Pengamat ekonomi dari Institute for Development of Economics and Finance (Indef) Bhima Yudhistira menanggapi fenomena ini. Ia mengatakan merek tertentu dianggap memamerkan kelas seseorang.
“Di Indonesia, memang ada inferiority complex. Jadi masyarakat merasa apa yang dimiliki itu sudah ada kelas atau nilai lebih di mata masyarakat," katanya.
Namun yang menjadi perhatian adalah sifat jasa SS iPhone sendiri adalah temporer.
"Sebenarnya ini membohongi mereka sendiri dan jaringan di sosial medianya dengan cara membeli layanan yang hanya bersifat temporer,” kata Bhima.

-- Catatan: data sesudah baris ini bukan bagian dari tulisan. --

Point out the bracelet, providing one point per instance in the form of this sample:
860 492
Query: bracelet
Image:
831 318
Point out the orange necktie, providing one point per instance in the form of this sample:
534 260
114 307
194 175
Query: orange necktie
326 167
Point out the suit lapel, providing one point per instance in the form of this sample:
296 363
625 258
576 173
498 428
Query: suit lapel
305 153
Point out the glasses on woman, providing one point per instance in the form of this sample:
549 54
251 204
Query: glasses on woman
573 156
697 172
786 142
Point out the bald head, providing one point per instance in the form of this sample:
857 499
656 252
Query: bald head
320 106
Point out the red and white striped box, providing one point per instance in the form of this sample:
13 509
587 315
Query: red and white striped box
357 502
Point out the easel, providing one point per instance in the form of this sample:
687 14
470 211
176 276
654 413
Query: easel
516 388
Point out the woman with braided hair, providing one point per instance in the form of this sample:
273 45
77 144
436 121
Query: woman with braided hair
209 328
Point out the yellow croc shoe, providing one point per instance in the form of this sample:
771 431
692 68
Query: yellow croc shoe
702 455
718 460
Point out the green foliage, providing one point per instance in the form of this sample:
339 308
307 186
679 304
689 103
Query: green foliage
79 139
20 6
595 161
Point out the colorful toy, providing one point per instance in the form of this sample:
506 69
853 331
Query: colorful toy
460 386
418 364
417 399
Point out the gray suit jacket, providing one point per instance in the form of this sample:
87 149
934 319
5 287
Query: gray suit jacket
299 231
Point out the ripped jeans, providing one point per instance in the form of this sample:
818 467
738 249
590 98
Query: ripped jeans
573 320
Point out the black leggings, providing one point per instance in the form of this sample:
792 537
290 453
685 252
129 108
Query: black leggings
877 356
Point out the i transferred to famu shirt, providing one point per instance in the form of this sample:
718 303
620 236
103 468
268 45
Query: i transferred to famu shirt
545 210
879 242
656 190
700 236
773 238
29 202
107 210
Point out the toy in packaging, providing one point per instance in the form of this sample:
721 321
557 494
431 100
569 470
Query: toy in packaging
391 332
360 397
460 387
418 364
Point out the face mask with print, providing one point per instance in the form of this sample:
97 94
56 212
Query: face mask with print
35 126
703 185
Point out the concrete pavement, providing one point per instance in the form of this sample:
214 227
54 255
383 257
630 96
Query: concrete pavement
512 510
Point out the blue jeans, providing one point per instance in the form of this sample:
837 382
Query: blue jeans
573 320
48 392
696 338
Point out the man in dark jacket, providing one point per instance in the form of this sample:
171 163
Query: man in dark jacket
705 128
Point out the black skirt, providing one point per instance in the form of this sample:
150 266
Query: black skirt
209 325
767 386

Dalam hal ini kita ketahui bahwa iPhone memiliki nilai prestise, sehingga jasa ss iPhone bisa merujuk ke arah flexing. Yang mana sebenarnya sikap ini berkaitan dengan istilah Fear of Missing out atau FoMo.
FoMo sendiri secara bahasa diartikan sebagai rasa takut akan ketinggalan, merujuk pada ketakutan seseorang akan ketinggalan informasi atau trend yang ada.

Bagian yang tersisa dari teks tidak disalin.